„Theater Echad“ - hautnah anders
Von: Hans Berger
Die Kunst, dass Schauspieler auf der Bühne und vor Publikum ein Stück aufführen ist relativ jung, die Welt kennt sie erst seit etwa 2‘500 Jahren. Die Idee, zusammen mit behinderten Menschen Theater zu spielen wurde jedoch erst vor rund fünfzig Jahren verwirklicht. Noch jünger ist das vor vier Jahren vom Sozialpädagogen Hans Furrer für Menschen mit und ohne Beeinträchtigung gegründete „Theater Echad“, welches vergangenen Samstag im Gemeindesaal der Kath. Kirche Stein die Uraufführung seiner neusten Produktion „Uf die anderi Site gah“ hatte.
Theater Echad spielt, singt und tanzt
„Uf die anderi Site gah“ müssen auch jene Besucher, welche zum ersten Mal einer derart gemischten Aufführung beiwohnen, denn schliesslich wurde einem ja eingetrichtert, behinderte Menschen nicht anzustarren, was sich bei einem Theater jedoch kaum vermeiden lässt. Das zweite Handicap der unbeeinträchtigten Besucher ist das Lachen, weil ein ungeschriebenes Gesetz das Auslachen von Behinderten schlichtweg untersagt.
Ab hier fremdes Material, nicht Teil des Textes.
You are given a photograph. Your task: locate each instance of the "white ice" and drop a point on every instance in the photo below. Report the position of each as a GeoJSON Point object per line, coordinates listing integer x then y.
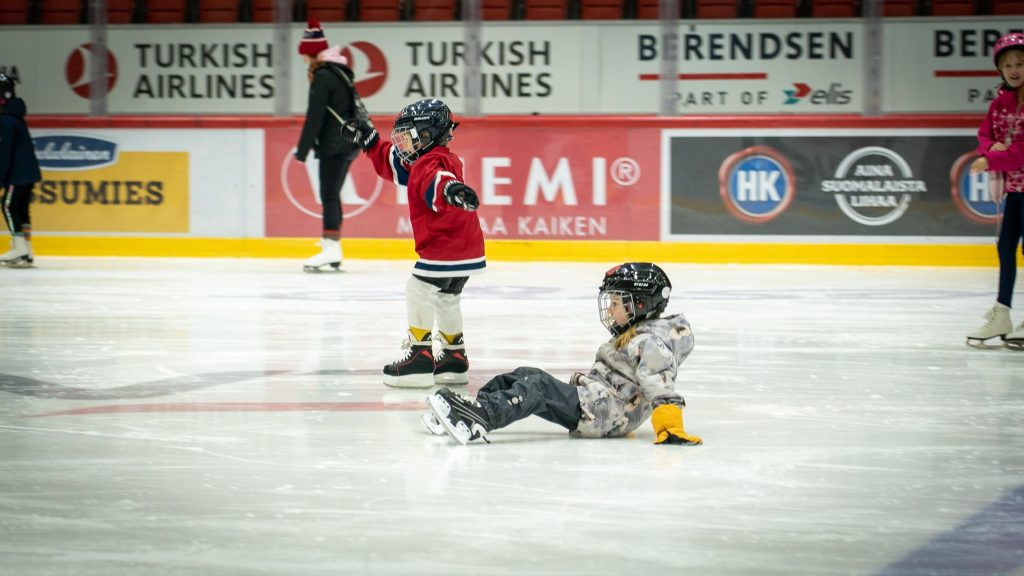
{"type": "Point", "coordinates": [227, 417]}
Bedenken, welche sich schon während der ersten Szene in Luft auflösen. Theater bleibt eben Theater. Die SchauspielerInnen, egal ob mit oder ohne Beeinträchtigung, wollen die Aufmerksamkeit ihres Publikums. Nicht zu starren, nicht zu lachen, Emotionslosigkeit wäre für die DarstellerInnen eine Brüskierung. Die Crew vom „Theater Echad“ hatte vergangenen Samstag diesbezüglich nichts zu klagen, im Gegenteil.
Fürsorgepflicht
Ja, es gibt kritische Stimmen, welche in solchen Ensemblekonstellationen eine Manipulation eines behinderten Menschen und dessen Zur-Schau-Stellen sehen. Ja, sie haben Recht, genauso wie bei jedem nichtbehinderten Schauspieler. Wer auf die Bühne geht, ob behindert oder nicht, muss sich der Konsequenzen bewusst sein, die damit verbunden sind. Brigitte Bardot wurde auch nicht wegen ihrer Intelligenz in bestimmten Rollen eingesetzt, so wie auch Arnold Schwarzenegger nie Shakespeares Hamlet anvertraut wurde.
„Aber das sind doch Behinderte! Da gilt eine besondere Fürsorgepflicht!“ Auch behinderte Menschen, selbst wenn sie geistig behindert sind, können sehr wohl für sich selbst entscheiden, wenn man ihnen entsprechende Hilfestellung gibt und auf das hört, was sie sagen.
Dies ist auch das A und O für Hans Furrer. Wohl hat er das Stück „Uf die anderi Site gah“ verfasst und die Musik dazu geschrieben, mitgestaltet haben es indes auch die DarstellerInnen.
Spontanität
Und noch ein Zweites ist aufgefallen. Das Besondere beim Theater mit behinderten Darstellern, und hier gerade mit sogenannten lern- und geistig Behinderten, ist die Spontanität. Hans Furrer geht es offensichtlich nicht darum, einen ganz bestimmten Text auf diese - und nur diese - Weise, wie ein gut dressierter Papagei, nachzuplappern. Vielmehr scheint ihnen Hans Furrer sowohl als Autor wie Regisseur einen spielerischen Rahmen vorzugeben, den die Akteure mit ihrer Kreativität ausfüllen.
Was, obwohl er seine Truppe im Griff hat und ihr mit kleinen Blick-, Finger- oder Kopfzeichen laufend Regieanweisungen gibt, dazu führen kann, dass er ab und an sein Werk als Neuschöpfung und Neuinszenierung erleben darf und vielleicht auch mal muss.
Evaluierung
Weil der Mensch von Grund auf nun mal neugierig ist, neigt er als Zuschauer auch dazu, herausfinden zu wollen, wer von den zehn Spielleuten mit oder ohne Beeinträchtigung ist. Da jedoch der Autor Hans Furrer die Rollen den SchauspielerInnen quasi auf den Leib geschrieben hat, ist die Evaluierung einerseits schwieriger als gedacht und andererseits das Resultat nicht eindeutig.
Das „Theater Echad“ praktiziert, was der österreichische Lehrer und Dichter Ernst Ferstl mit „Das Wesentliche im Umgang miteinander ist nicht der Gleichklang, sondern der Zusammenklang“ umschrieb. Allein diesen Zusammenklang erleben zu können, macht den Besuch vom „Theater Echad“ zum grossen Erlebnis.